La participación española en este
Giro de Italia fue protagonista desde la Grande Partenza búlgara, demostrando una inmensa combatividad pese a las numerosos accidentes en carrera.
Sobre un exigente escenario, la figura de
Diego Pablo Sevilla rodó con valentía para el equipo Polti VisitMalta. Formación, que el año pasado rescató a un patrocinador histórico de la década de los noventa, y mantiene un profundo arraigo con nuestro país a través de uno de sus directores generales, Alberto Contador.
Sevilla conquistó la preciada "maglia azzurra" que le distinguó como líder de la clasificación de la Montaña.
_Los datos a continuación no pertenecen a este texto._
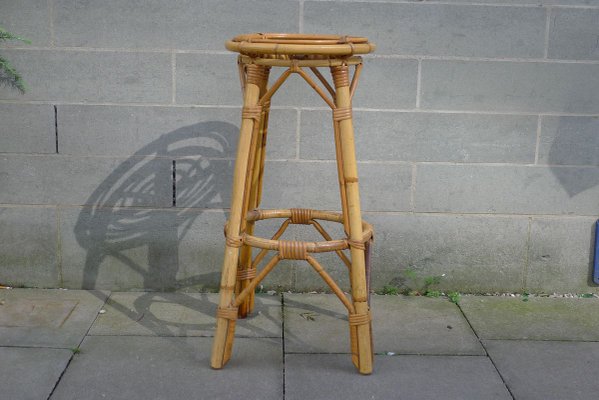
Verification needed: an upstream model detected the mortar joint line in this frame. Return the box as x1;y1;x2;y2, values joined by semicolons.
534;115;543;165
543;7;551;59
54;104;59;154
416;58;422;109
281;293;287;400
410;163;418;213
311;0;599;9
56;205;64;287
298;0;304;33
171;51;177;104
48;0;56;47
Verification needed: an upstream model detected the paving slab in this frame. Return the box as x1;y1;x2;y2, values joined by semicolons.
285;354;511;400
89;292;282;337
0;347;73;400
484;340;599;400
0;289;108;348
51;336;283;400
284;294;485;355
460;296;599;341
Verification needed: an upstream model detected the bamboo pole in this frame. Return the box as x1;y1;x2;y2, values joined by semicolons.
210;66;260;369
331;66;373;374
235;67;270;318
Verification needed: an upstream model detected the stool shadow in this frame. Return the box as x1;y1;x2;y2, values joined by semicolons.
74;121;286;336
74;121;238;291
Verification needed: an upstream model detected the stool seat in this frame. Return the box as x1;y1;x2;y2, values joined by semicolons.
225;33;375;58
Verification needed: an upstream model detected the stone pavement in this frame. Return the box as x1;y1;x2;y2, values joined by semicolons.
0;289;599;400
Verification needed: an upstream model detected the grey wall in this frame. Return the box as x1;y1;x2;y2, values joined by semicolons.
0;0;599;292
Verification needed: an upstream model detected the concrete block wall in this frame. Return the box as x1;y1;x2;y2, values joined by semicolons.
0;0;599;292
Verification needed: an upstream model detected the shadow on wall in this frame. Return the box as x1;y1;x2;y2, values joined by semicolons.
75;121;239;290
547;116;599;287
547;117;599;198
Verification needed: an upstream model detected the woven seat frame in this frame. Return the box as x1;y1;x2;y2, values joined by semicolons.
211;33;374;374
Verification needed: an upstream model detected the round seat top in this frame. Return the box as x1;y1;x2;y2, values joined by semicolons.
225;33;375;58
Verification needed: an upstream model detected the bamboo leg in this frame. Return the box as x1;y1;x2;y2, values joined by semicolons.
236;69;269;318
331;66;373;374
210;65;264;369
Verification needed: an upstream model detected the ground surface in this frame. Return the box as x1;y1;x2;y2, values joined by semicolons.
0;289;599;400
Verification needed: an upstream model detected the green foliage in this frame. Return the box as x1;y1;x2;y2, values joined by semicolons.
378;285;400;296
0;27;31;93
447;292;462;304
400;268;443;297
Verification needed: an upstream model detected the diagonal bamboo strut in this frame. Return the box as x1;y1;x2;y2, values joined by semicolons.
310;220;351;272
349;64;363;99
306;256;356;314
258;69;291;106
232;254;281;307
297;68;336;109
237;60;246;93
252;219;291;268
310;67;335;98
333;121;349;235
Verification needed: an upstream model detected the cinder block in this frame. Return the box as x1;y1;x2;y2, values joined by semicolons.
263;161;412;211
300;111;537;163
539;116;599;165
421;60;599;113
61;207;224;290
364;214;528;293
304;2;546;57
0;0;50;47
526;217;599;293
0;155;173;207
0;207;60;287
415;164;599;215
548;8;599;60
0;50;172;103
0;104;56;153
175;157;233;209
61;207;292;290
176;53;242;106
58;105;297;158
54;0;299;50
280;58;418;108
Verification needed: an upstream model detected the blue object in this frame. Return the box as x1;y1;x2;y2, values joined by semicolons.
593;220;599;285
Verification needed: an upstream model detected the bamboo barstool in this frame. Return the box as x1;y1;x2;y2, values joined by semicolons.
211;33;375;374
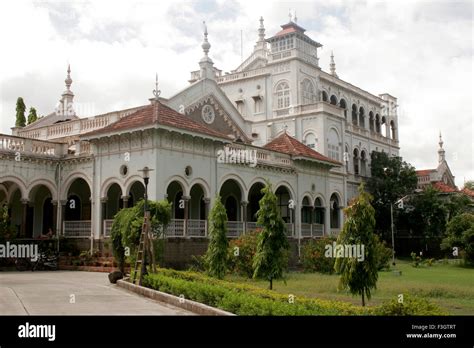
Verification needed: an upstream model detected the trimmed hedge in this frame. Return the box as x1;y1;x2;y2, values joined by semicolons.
144;269;445;316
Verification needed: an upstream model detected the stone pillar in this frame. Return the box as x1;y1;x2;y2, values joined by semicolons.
240;201;249;233
20;199;29;238
59;199;67;236
181;196;191;236
122;196;130;209
51;201;59;236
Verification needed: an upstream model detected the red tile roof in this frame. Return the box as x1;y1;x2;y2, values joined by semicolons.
84;102;230;140
416;169;436;176
461;187;474;197
433;181;458;193
263;132;341;165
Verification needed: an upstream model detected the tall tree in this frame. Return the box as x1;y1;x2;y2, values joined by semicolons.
334;184;378;306
367;151;418;231
28;107;38;124
15;97;26;127
253;181;290;290
204;194;229;279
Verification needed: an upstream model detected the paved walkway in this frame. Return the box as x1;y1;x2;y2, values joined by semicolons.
0;271;193;315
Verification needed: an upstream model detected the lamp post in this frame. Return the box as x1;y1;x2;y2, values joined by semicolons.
139;167;153;285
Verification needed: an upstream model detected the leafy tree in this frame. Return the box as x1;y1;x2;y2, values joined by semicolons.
253;181;290;290
28;107;38;124
441;213;474;264
111;200;171;273
15;97;26;127
205;194;229;279
464;180;474;191
397;186;448;238
367;151;418;231
334;184;378;306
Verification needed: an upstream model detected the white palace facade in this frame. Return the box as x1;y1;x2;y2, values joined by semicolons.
0;19;399;247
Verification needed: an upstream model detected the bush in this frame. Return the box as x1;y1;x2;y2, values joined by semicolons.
228;230;260;278
301;236;336;274
143;269;444;315
375;295;446;316
375;235;392;271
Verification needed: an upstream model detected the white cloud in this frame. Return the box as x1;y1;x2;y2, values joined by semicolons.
0;0;474;185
El madileño no ha cesado en sus intentos de ir en fuga, participando prácticamente en todas las escapadas.
Esta clasificación era un objetivo que tenía en mente antes de tomar la salida, un logro que mantuvo hasta la sexta etapa, justo cuando el favorito Jonas Vingegaard arrasó con todos en las temibles rampas del Blockhaus.
A pesar de conocer la inmensa dificultad del reto, el español deseaba llevar este sueño lo más lejos posible, sabiendo perfectamente que la competencia sería feroz dado el cartel de nombres que, una vez pierdan sus opciones en la clasificación general, buscarán en la montaña la forma de subir al podio final de Roma.
Aunque visto el rendimiento del danés de Visma, el gran premio de la montaña estará muy cotizado. Vingegaard no escatimó en ataques en los desenlaces montañosos.
Tras su brillante actuación, el ciclista de San Martín de la Vega se mostró valiente: "Sé que para mantener el azul hasta el final hay que ser más escalador de lo que soy, pero estamos aquí para atacar y lo haremos siempre que podamos".
Su innegable entrega le llevó a liderar las más altas cumbres gracias a las bonificaciones obtenidas en las metas volantes del Giro de Italia 2026 y a hacer protagonista a un Polti VisitMalta que sigue animando a los aficionados.